Quello che stupisce, per l’ennesima volta, è la sfacciata omologia tra i toni della campagna in questione e l’attuale dibattito politico. Ci sono il popolo e gli approfittatori, gli arrabbiati e i gaudenti, tutti rigorosamente ben suddivisi – come nelle migliori fiction. Se la metafora non fosse chiara, e ci fosse bisogno di aggiungere ancora qualcosa al “senso di basta” di noi, la gente espropriata dai soprusi delle élite telefoniche, aggiungiamo il tweet di endorsement del fondatore francese di Iliad, Xavier Niel: «È arrivato il quarto operatore mobile in Italia @IliadItalia Bravo Benedetto il primo Leader a ridare indietro i soldi agli italiani :) #Rivoluzioneiliad».
Basta!
Il bello delle rivoluzioni conservatrici è che, lungi dall’essere davvero collettive, agiscono seguendo una banale logica di delega. E la delega ai grandi – politici o venditori che siano – a noi italiani piace (d’altra parte i consumatori sono quanto di più simile ai bambini, insegnò un maestro).

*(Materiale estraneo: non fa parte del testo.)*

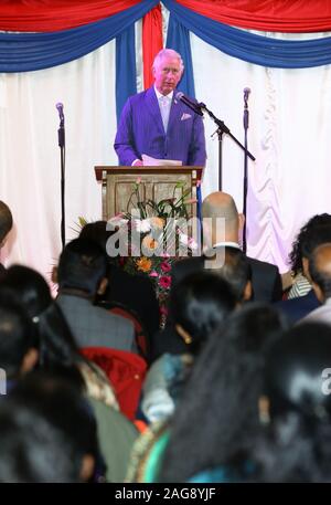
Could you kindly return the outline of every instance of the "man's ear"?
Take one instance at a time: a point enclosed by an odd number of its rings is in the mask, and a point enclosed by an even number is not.
[[[182,325],[175,325],[177,333],[182,337],[184,343],[189,346],[192,344],[191,335],[182,327]]]
[[[51,276],[51,280],[54,284],[57,284],[58,283],[58,275],[57,275],[57,272],[58,272],[58,269],[56,265],[53,266],[52,269],[52,276]]]
[[[31,347],[23,357],[21,365],[21,375],[28,374],[28,371],[33,370],[39,360],[39,351],[35,347]]]
[[[311,283],[311,276],[309,273],[309,260],[308,257],[302,256],[302,273],[306,278]]]
[[[82,459],[82,466],[79,472],[79,478],[83,482],[88,482],[94,474],[95,459],[92,454],[84,454]]]
[[[239,232],[244,230],[245,225],[245,215],[244,214],[238,214],[238,221],[239,221]]]
[[[107,277],[103,277],[102,281],[100,281],[97,294],[98,295],[104,295],[106,293],[107,286],[108,286],[108,278]]]

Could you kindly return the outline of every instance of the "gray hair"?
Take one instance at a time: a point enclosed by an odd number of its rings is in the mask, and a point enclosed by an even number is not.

L’eroe di turno, incaricato da una premiata società per le qualità estrinseche che al giorno d’oggi ne testimoniano la purezza mediatica (traduzione: giovane, laureato e sconosciuto), restituisce agli italiani quello che è loro dovuto, senza ovviamente chiedere niente in cambio. Delega a parte. Ma, soprattutto, senza chiedere ciò che a noi, bambini e consumatori pesa di più, che è sentirsi cattivi e, dunque, non ricompensati.
«Sappiamo cosa è stato fatto negli ultimi anni, sempre peggio di male in peggio, adesso ripartiamo da zero, con qualcosa non di meglio o di nuovo. Ma di completamente rivoluzionario, di completamente diverso. Proprio, ricominciamo a ripensare tutto, come vorremmo noi che fosse fatto, cosa vorremmo noi da una compagnia telefonica, cosa stiamo sognando noi ma non riusciamo a trovare». Pensare che in fondo non ci sarebbe niente di male, anzi, se a parlare così fosse soltanto chi ci chiede di amministrare il nostro credito telefonico.
Ça va sans dire, gli stessi rappresentati del popolo, intervistati poco prima per il cahier de doléance, vengono convocati di nuovo, ma stavolta perché le persone sanno «esattamente cosa vogliono, cosa stanno cercando e non trovano. Noi tutti sappiamo cosa vorremmo ma non riusciamo a trovare». Bastava chiedere, a saperlo prima.
Ed ecco, finalmente, come in un miracolo dell’abbondanza, comporsi passo passo nelle slide l’offerta “generosa” del nuovo provider Robin Hood che, come nelle migliori fiabe, coniuga prezzi mai visti a chiamate e messaggi illimitati. La botte piena e la moglie ubriaca, si sarebbe detto una volta. Flat tax e reddito di cittadinanza, direbbero i più maliziosi odierni.
La rivoluzione è sempre tre quarti fantasia
Chiudo la diretta Facebook dell’evento. La casta è sempre lì allo stesso posto, e nessuna rivoluzione né governo di cambiamento si vedono all’orizzonte. Umiliato dalla mia compagnia telefonica, che se la fa con gli altri a tariffe più basse, mentre nell’ultimo anno mi vessava con pretese di ogni sorta e rincari incondizionati del 50%, chiamo mia madre e mio fratello per convincerli che c’è una sola cosa che resta da fare, subito: #rivoluzione.